Types of Difficult Clients
There are several different types of difficult clients you’ll encounter in the course of doing business. Some are just a part of dealing with someone who is looking out for his business interests just as you are. Some, however, require that you either push back or terminate the relationship.
- The Scope Creeper—When you start a project, you expect the client to disclose the full breadth of the project so that you can bid a reasonable amount. With scope creep, the client continuously adds items to the overall project “scope,” making it impossible for you to deliver the promised work within the specified timeline and budget.
- The Reluctant Payer—The time you spend chasing after payments is time that could be better put toward making money with paying clients. Clients who consistently exceed the payment due date disrupt your cash flow and cause unnecessary stress.

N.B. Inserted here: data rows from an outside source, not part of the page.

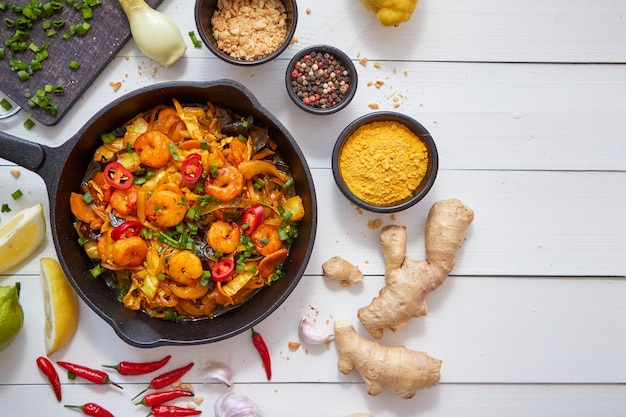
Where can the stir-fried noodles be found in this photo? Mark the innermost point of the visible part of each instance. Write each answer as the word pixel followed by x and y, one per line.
pixel 187 211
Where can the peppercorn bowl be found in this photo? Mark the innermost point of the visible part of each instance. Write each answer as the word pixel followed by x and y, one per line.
pixel 246 32
pixel 385 162
pixel 321 79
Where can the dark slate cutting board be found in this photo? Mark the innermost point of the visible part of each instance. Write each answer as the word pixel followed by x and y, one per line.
pixel 108 34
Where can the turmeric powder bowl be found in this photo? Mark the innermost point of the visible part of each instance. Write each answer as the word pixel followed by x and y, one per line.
pixel 385 162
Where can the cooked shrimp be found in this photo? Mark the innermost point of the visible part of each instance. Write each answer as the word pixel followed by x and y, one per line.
pixel 185 268
pixel 129 252
pixel 265 239
pixel 226 185
pixel 223 237
pixel 153 148
pixel 166 208
pixel 124 202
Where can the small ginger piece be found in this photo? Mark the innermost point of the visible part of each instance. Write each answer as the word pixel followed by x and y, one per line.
pixel 338 269
pixel 408 282
pixel 398 368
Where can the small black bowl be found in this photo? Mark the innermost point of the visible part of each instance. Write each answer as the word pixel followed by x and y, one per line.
pixel 345 97
pixel 422 188
pixel 204 11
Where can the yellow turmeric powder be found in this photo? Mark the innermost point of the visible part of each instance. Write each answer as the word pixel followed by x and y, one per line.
pixel 383 162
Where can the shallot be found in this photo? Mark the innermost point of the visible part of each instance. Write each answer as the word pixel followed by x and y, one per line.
pixel 311 334
pixel 236 405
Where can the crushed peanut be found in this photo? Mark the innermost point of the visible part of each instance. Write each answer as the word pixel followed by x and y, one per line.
pixel 249 29
pixel 115 85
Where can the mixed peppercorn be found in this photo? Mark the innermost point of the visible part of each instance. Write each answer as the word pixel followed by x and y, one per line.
pixel 320 80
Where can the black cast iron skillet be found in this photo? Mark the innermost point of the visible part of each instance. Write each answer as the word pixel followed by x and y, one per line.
pixel 62 169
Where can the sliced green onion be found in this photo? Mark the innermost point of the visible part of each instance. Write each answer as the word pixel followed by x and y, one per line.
pixel 29 124
pixel 5 104
pixel 194 39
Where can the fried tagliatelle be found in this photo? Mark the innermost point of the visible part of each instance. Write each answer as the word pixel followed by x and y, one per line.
pixel 187 211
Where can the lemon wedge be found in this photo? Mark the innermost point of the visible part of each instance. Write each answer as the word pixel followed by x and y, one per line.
pixel 21 236
pixel 60 305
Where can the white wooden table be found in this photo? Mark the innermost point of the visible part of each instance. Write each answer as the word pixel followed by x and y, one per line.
pixel 527 104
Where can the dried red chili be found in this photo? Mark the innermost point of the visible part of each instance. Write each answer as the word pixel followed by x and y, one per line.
pixel 251 219
pixel 127 229
pixel 173 411
pixel 223 270
pixel 48 370
pixel 92 409
pixel 138 368
pixel 166 379
pixel 117 175
pixel 93 375
pixel 192 168
pixel 261 347
pixel 158 398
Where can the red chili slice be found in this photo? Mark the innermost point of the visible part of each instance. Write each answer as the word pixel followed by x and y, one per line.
pixel 118 176
pixel 252 217
pixel 192 168
pixel 127 229
pixel 223 270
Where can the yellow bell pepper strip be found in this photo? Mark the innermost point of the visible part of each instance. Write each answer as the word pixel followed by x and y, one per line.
pixel 391 12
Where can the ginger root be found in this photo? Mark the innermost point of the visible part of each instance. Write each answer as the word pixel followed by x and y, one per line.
pixel 338 269
pixel 403 370
pixel 408 282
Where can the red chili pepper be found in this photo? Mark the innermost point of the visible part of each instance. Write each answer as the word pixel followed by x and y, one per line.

- The Critic—This person seems to always feel the need to offer feedback or request multiple rounds of changes. Critical people can drain your own productivity, since they’ll shake your confidence and waste your time by requiring multiple rounds of work for each project.
- The Miscommunicator—This person seems to use the term, “I must not have communicated properly what I wanted.” This is usually followed by the need to go back to the beginning, undoing hours of work, and start over. The occasional miscommunication is understandable but over time, it can easily become clear that you’re dealing with someone who isn’t sure what they want until they see what they don’t
- The Verbal Abuser—It often becomes clear soon into a working relationship that you’re dealing with someone who lacks professionalism in their dealings. When the feedback you’re getting is demoralizing and condescending, it’s important to recognize it for what it is. If a person’s communications are disrespectful, make it clear that you expect respectful language to be used and if not, you won’t be able to continue to work in this environment.
The best thing about running your own business is that you choose the types of clients you work with. When you compare difficult clients to your other clients, you’ll likely find you spend more time on their projects than any others without being compensated for it. Even if a difficult client pays more than the others, you have to figure out the hourly cost when compared to other clients and decide if you’re losing money. Lastly, the time you put toward recovering from one of the client’s emails or phone conversation is time you could redirect toward doing work for other clients, thereby bringing in more money than you would have by keeping that client on your roster.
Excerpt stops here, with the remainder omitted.